Comme s’il voulait agacer un peu plus ses détracteurs, Paolo Sorrentino adopte toujours la même logique ostentatoire. Avec ses clichés visuels par dizaines, ses joliesses manifestes, ses travellings soignés, ses personnages abracadabrants et ses cadrages virant au fétichisme, le kaléidoscope présenté est encore une fois adroit. Mais toute cette splendeur laisse un arrière-goût de clinquant, de vanité, parfois à la limite du snobisme. Pire : l’on a par moment l’impression de contempler un spot publicitaire – à vous de retrouver la pub Milka. Pour autant, ce serait mentir que de ne pas reconnaître à nouveau la virtuosité du réalisateur, dont la finesse - et la perversion - est d’avoir choisi Michael Caine, Harvey Keitel ou encore Jane Fonda pour digresser sur le crépuscule. A ce titre, la plus belle séquence est le cauchemar de Fred Ballinger, noyé 

métaphoriquement par sa frustration après avoir croisé Miss univers sur la place Saint-Marc - preuve que le cinéma de Sorrentino se porte mieux en Italie. Petit joyau de mise en scène qui paraît malheureusement un peu égaré, au milieu de tout ce tissu d’autosuffisance. Malgré tout, lorsque le réalisateur échappe à ses gimmicks en ne se concentrant plus que sur ses personnages, l’aspect trop calculé de l’ensemble disparaît au profit de quelques délicatesses presque touchantes, si ce n’était cette tendance aux trémolos. Comme si le cinéaste se fatiguait lui-même à force de sans cesse faire l’étalage de tant de beautés.
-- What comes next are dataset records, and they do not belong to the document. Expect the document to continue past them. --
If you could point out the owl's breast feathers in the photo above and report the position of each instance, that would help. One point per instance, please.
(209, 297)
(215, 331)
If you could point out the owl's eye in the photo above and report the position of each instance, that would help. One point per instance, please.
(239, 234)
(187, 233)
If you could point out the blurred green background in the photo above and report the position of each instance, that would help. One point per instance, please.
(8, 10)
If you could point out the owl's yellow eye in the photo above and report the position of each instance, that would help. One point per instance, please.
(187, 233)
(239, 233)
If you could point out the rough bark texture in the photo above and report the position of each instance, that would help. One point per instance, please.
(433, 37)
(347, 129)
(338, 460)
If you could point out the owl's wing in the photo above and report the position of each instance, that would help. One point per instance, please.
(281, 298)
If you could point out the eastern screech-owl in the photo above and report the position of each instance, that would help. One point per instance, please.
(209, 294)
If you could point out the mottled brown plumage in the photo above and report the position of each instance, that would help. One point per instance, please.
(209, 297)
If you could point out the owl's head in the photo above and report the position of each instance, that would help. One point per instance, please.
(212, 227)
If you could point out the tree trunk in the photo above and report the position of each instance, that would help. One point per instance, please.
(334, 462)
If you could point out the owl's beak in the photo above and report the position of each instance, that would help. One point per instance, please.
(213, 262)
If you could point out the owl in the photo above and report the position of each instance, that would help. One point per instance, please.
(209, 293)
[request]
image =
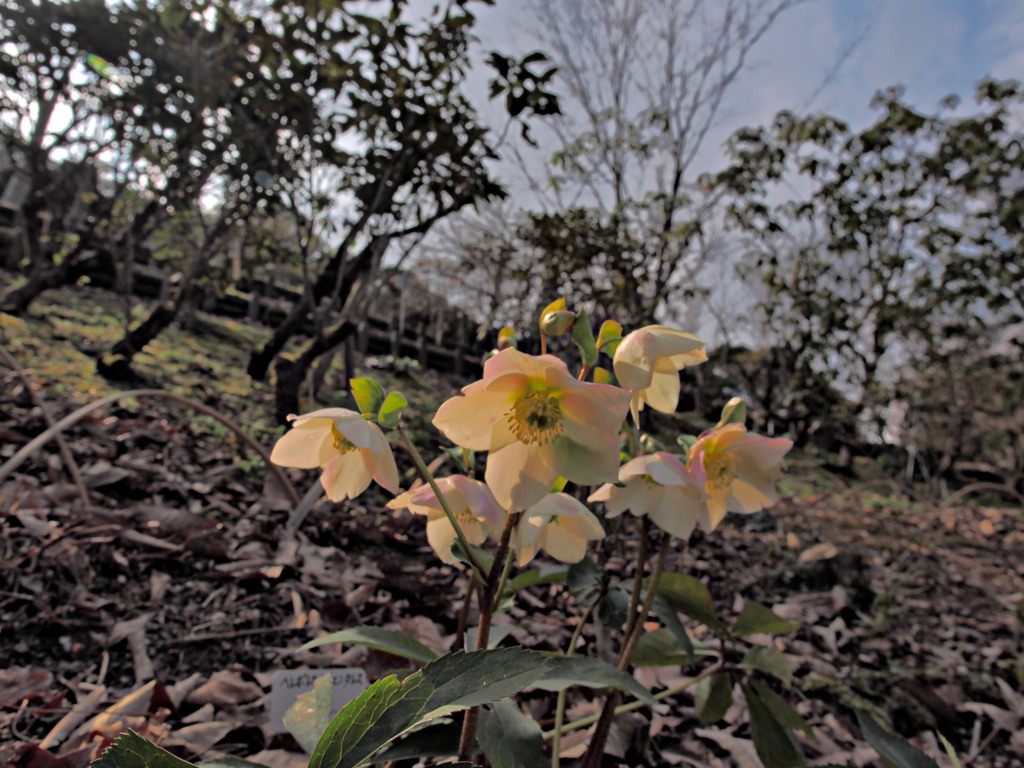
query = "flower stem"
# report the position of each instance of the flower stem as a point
(556, 739)
(592, 759)
(428, 478)
(467, 741)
Si Youth ne devrait pas manquer de séduire par sa virtuosité manifeste, son humour torve et dans une certaine limite par l’ode à la création et à la vie sécrétée par son récit, il faudrait plus pour vraiment convaincre et éblouir. Reste que Sorrentino ne manque pas de vivacité d’esprit ni d’inspiration, juste de modestie.


avoir-alire

Genèse du film

Pour Paolo Sorrentino, le but premier de Youth est de parler du temps qui passe et du rapport à l'avenir. Même si les personnages campés par Michael Caine et Harvey Keitel incarnent ici des octogénaires, le réalisateur n'a pas souhaité faire un film sur la maladie et la vieillesse. En fait, tout est parti d'une rencontre que Paolo Sorrentino a fait avec le réalisateur italien Francesco Rosi, à qui justement le film est dédié. Ce dernier lui a raconté son histoire avec une jeune fille qui a été sa fiancée durant sa jeunesse. Le célèbre réalisateur de L'Affaire Mattei était alors accompagné d'un vieil ami et Paolo Sorrentino s'est alors inspiré de cette connivence pour construire l'histoire de Youth et l'histoire d'amitié entre les personnages de Michael Caine et Harvey Keitel.